Pandas dataframe read_csv on bad data

Solution 1:

pass error_bad_lines=False to skip erroneous rows:

error_bad_lines : boolean, default True Lines with too many fields (e.g. a csv line with too many commas) will by default cause an exception to be raised, and no DataFrame will be returned.

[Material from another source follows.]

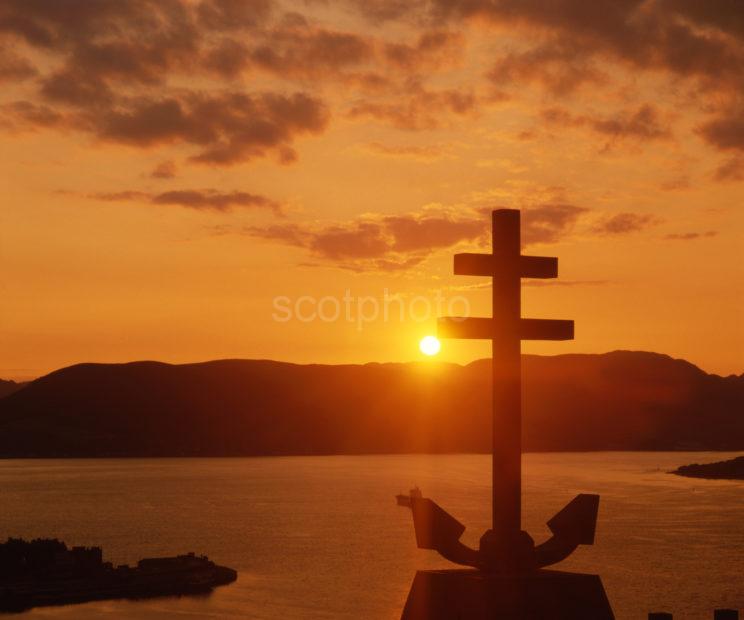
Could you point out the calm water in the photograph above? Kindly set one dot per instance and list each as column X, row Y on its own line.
column 321, row 537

If False, then these “bad lines” will dropped from the DataFrame that is returned. (Only valid with C parser)

Solution 2:

To get information about error causing rows try to use combination of error_bad_lines=False and warn_bad_lines=True:

dataframe = pd.read_csv(filePath, index_col=False, encoding='iso-8859-1', nrows=1000,
                        warn_bad_lines=True, error_bad_lines=False)

error_bad_lines=False skips error-causing rows and warn_bad_lines=True prints error details and row number, like this:

'Skipping line 3: expected 4 fields, saw 3401\nSkipping line 4: expected 4 fields, saw 30...'

If you want to save the warning message (i.e. for some further processing), then you can save it to a file too (with use of contextlib):

import contextlib

with open(r'D:\Temp\log.txt', 'w') as log:
    with contextlib.redirect_stderr(log):
        dataframe = pd.read_csv(filePath, index_col=False, encoding='iso-8859-1', 
                                warn_bad_lines=True, error_bad_lines=False)

Solution 3:

For anyone like me who ran across this years later than the original was posted, the other answers suggest using error_bad_lines=False and warn_bad_lines=True, but both are being deprecated in pandas.

Instead, use on_bad_lines = 'warn' to achieve the same effect to skip over bad data lines.

dataframe = pd.read_csv(filePath, index_col=False, encoding='iso-8859-1', nrows=1000, on_bad_lines = 'warn')

on_bad_lines = 'warn' will raise a warning when a bad line is encountered and skip that line.


Other acceptable values for on_bad_lines are

  • 'error' which raises an Exception on a bad line
  • 'skip' which will skip any bad lines